Kentsel alan ve kentsel alan sınırları

Belgede ANKARA ÜNİVERSİTESİ (sayfa 48-52)

2. KURAMSAL ÇERÇEVE

2.7 Anakent Belediyeleri ve Kentsel Gelişimleri

2.7.7 Kentsel alan ve kentsel alan sınırları

Türkiye’de kent ve kır, farklı yerel yönetim birimleri altında yer almaktadır. Kentler, sınırları çizilmiş, yetkili oldukları kendi yönetsel alanları bulunan belediyeler altında örgütlenmişlerdir. Kırsal yerleşimler ise köy birimi altında tanımlanmışlardır. Köylerin, köy yerleşik alanları ve buradaki sınırlı yetkileri sayılmazsa, yönetsel alanları bulunmamaktadır. Bu ayrım, kentsel olanın tanımlanmasını zorunlu kılmakta ve yasa ve yönetmeliklere de giren belediye olan yerleşimler ile belediye sınırları dışında kalan yerleşimler ayrımını getirmektedir. Bununla birlikte, sözü edilen belediye sınırları birbirini izlemek ve süreklilik getirmek yerine parçalı bir yapıya sahip, yer yer kırsal ile kentselin içi içe geçtiği, belediyelerin komşu olmak zorunda olmadığı dağınık, bazen araziyi atlayarak paylaşılan, yönetsel mekan deseni ortaya çıkarmaktadır (Köroğlu 2011).

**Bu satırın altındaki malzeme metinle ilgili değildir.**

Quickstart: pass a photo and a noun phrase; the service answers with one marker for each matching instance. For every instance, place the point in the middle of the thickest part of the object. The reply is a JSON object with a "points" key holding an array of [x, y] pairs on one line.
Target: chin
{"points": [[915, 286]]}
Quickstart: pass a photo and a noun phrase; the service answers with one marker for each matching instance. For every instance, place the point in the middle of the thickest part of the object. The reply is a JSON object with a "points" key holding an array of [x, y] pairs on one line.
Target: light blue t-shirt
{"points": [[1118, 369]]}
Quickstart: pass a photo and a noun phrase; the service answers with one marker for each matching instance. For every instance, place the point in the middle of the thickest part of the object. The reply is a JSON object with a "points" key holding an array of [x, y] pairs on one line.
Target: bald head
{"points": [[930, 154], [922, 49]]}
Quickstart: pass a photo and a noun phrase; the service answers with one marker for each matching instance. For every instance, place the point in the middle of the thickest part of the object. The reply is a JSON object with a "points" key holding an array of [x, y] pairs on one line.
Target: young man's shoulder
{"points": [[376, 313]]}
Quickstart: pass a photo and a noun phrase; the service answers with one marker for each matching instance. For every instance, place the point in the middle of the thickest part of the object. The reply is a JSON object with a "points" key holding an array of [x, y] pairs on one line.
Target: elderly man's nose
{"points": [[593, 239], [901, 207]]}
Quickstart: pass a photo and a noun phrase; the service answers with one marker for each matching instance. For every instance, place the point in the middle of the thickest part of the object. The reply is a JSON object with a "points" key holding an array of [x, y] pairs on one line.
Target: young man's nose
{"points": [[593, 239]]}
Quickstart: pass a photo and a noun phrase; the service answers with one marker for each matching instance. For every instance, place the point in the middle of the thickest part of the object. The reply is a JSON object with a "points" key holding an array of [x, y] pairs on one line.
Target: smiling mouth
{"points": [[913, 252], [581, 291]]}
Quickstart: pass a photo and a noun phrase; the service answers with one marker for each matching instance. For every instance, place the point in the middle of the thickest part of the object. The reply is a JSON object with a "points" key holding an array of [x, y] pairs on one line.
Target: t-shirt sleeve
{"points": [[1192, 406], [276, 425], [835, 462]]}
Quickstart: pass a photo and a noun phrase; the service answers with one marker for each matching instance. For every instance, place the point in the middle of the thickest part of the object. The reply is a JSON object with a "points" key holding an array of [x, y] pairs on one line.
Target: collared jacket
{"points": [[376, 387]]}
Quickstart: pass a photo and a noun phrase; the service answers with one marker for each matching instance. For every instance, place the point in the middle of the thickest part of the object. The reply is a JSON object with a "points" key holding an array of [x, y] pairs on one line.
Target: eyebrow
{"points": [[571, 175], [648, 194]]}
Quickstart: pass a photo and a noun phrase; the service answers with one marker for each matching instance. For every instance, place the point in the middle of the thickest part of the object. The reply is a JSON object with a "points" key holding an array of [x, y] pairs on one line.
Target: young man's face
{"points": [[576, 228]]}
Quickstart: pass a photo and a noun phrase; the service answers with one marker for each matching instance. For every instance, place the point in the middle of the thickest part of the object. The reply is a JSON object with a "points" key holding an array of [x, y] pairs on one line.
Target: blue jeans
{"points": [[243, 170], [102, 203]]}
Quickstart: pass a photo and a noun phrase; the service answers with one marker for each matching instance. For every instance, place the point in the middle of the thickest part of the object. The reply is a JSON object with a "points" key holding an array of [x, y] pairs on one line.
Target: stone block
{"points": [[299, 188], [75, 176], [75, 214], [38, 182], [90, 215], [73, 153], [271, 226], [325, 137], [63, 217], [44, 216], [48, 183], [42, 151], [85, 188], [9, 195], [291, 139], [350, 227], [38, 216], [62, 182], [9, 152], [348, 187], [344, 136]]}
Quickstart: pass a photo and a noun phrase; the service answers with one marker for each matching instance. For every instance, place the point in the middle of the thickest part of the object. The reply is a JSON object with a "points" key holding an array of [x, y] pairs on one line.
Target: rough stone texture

Türkiye’de kentsel alanın nasıl ifade edilmesi gerektiği, öteden beri tartışılagelmiştir.

Farklı kamu kuruluşlarının farklı ölçütler tanımlaması, yasalarda kentsel alan tanımının sürekli değişikliğe uğraması da bu tartışmayı derinleştirmektedir. Kentlerin büyüme ve gelişmesi bilimsel (deneysel) normlarda, matematiksel, geometrik, sistematik veya bir başka ifadeyle bir formüle dayalı olamamaktadır. Dolayısıyla kentsel alanın sınırlarını belirleme ölçütleri de, kent veya anakentlerin kendi gelişimlerine göre farklılık standartlaştırılamamaktadır.

2.7.7.1 3030 Sayılı Kanun

3030 Sayılı Kanun, anakent belediye sınırlarının belirlenmesine yönelik herhangi bir yöntem geliştirmiş değildir. Sınırlar, ilgili bakanlıklar ve kurumların yapacağı çalışmalar doğrultusunda tespit edilmektedir. 3030 Sayılı Kanun ile anakent belediyelerine, anakent nazım imar planını hazırlama ve onama, ilçe belediyelerinin hazırladıkları uygulama imar planlarını da nazım plana göre uygunluğunu denetleme ve onaylama yetkisi verilmiştir.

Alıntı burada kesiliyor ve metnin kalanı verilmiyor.